Improving training time and GPU utilization in geo-distributed language model training
Palak, Tella Rajashekhar Reddy, Bhaskar Kataria, Rohan Gandhi, Karan Tandon, Debopam Bhattacherjee, Venkata N. Padmanabhan
TL;DR
This work tackles the challenge of training large language models across geo-distributed data centers linked by WAN, where high latency and limited bandwidth create bubbles and low GPU utilization. It introduces Atlas, a WAN-aware scheduler that uses multiple TCP connections, cross-DC DP/PP coordination, and a DC-selection heuristic to speed up training, and BubbleTea, which fills the idle GPU time with prefill workloads from inference to boost utilization without harming training. Together, they achieve up to 17x faster training and up to 94% GPU utilization in cross-DC LM training, validated by testbeds and large-scale simulations, with open-source code. The approach preserves training semantics, avoids heavy compression or quantization, and offers practical what-if modeling to plan DC deployments, making geo-distributed LM training more scalable and cost-effective.
Abstract
The widespread adoption of language models (LMs) has caused a huge surge in demand for GPUs. Training large LMs requires tens of thousands of GPUs and housing them in the same datacenter (DC) is a challenge due to many constraints including availability of peak power.

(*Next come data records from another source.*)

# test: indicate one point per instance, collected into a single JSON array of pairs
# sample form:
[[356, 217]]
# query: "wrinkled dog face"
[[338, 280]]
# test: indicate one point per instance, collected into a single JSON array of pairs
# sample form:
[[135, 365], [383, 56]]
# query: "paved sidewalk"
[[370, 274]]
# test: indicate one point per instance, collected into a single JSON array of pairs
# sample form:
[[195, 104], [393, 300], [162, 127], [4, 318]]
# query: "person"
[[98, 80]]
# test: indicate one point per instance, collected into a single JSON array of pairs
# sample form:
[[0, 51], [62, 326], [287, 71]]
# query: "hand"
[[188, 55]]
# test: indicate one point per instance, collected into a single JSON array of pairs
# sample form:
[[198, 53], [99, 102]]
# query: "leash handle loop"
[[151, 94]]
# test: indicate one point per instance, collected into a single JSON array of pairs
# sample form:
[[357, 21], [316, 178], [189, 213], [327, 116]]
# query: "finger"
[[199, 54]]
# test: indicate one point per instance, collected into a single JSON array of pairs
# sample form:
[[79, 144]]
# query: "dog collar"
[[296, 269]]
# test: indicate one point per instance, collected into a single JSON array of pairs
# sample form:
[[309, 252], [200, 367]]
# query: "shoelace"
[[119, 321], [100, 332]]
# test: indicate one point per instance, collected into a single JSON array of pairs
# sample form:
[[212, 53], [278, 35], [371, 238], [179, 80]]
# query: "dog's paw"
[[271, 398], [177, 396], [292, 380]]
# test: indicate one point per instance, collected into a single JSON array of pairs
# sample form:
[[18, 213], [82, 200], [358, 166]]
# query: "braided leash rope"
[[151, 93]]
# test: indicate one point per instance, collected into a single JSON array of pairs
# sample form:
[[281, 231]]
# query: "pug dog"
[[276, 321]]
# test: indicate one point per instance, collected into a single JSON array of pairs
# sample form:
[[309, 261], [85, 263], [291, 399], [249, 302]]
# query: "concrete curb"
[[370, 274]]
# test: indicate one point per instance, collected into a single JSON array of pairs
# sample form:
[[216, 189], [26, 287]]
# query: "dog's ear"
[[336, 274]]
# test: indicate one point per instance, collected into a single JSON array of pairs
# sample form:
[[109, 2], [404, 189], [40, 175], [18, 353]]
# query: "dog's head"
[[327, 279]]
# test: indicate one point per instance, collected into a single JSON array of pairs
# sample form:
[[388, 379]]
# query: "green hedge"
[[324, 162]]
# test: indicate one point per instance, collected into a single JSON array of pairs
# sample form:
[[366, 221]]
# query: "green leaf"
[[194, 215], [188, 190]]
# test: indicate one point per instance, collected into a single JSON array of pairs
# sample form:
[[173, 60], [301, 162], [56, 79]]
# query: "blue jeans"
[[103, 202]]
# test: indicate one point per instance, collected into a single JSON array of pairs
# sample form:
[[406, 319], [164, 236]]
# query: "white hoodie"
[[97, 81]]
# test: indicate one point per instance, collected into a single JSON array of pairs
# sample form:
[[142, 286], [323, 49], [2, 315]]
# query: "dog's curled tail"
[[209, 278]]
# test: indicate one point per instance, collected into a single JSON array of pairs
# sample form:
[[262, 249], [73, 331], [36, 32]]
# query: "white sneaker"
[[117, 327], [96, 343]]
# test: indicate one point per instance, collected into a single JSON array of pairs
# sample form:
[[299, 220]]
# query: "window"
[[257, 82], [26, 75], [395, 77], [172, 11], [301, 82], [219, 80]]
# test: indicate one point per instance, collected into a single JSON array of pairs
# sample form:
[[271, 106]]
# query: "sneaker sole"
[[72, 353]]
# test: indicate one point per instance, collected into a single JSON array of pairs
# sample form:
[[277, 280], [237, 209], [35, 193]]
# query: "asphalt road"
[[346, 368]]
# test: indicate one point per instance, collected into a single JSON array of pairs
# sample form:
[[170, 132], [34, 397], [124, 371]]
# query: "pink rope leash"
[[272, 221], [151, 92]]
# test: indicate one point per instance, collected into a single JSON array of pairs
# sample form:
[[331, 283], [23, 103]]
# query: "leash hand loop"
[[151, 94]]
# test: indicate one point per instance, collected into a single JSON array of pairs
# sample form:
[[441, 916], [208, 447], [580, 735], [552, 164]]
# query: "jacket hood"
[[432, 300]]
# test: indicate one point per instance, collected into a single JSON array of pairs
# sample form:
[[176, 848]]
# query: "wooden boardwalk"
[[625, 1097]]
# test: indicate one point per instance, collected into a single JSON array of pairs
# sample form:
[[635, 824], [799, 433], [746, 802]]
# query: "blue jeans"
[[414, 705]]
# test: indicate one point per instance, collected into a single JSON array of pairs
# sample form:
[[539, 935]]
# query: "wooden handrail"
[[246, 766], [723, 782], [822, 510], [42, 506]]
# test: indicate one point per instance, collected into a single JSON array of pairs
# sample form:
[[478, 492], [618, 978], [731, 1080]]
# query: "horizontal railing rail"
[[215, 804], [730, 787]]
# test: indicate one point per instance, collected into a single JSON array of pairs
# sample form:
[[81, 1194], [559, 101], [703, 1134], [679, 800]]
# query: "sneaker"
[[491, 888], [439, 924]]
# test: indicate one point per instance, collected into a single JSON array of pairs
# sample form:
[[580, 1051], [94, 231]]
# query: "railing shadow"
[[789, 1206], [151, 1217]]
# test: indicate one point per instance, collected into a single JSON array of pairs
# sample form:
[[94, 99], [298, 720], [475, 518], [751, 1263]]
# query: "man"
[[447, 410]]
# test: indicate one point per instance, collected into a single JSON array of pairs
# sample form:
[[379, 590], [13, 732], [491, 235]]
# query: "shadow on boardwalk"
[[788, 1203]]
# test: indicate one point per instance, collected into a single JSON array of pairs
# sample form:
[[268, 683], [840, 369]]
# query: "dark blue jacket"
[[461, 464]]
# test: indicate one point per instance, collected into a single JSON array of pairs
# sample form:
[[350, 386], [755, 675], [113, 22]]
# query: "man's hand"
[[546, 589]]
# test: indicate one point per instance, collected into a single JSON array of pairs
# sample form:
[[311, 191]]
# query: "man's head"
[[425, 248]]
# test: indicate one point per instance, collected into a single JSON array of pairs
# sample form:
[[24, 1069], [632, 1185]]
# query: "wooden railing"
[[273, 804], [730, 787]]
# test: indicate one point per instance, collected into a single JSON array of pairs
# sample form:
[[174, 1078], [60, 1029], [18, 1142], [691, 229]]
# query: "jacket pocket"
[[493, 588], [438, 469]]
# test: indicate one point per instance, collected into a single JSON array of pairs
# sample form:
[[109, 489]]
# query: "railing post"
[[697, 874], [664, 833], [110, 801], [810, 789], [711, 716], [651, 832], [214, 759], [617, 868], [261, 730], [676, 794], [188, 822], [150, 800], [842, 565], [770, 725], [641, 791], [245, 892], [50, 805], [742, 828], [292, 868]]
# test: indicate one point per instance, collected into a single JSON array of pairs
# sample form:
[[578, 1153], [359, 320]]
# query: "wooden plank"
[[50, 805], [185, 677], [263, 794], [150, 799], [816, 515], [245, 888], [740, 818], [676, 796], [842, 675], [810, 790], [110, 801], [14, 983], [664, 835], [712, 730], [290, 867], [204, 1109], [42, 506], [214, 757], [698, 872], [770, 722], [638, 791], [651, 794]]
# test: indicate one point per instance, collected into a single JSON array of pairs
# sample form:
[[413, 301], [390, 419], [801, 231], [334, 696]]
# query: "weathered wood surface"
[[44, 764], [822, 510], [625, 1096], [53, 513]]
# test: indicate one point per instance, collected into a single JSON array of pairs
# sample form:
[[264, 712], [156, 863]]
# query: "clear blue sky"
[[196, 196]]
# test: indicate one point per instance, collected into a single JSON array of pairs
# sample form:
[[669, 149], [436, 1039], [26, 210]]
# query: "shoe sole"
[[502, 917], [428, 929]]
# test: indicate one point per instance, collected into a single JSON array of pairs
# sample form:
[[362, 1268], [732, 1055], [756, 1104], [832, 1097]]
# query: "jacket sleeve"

We focus on training such models across multiple DCs connected via the Wide-Area-Network (WAN). We built Atlas that speeds up the training time using novel workload-aware temporal bandwidth sharing and other design choices. While Atlas improves the training time, it does not completely eliminate the bubbles (idle GPU cycles). We built BubbleTea that runs prefill-as-a-service (part of LM inference) during the bubbles thus improving the GPU utilization without any impact on training. Compared to state-of-the-art designs, Atlas and BubbleTea together achieve up to 17x faster training, and up to 94% GPU utilization. The code will be open-sourced.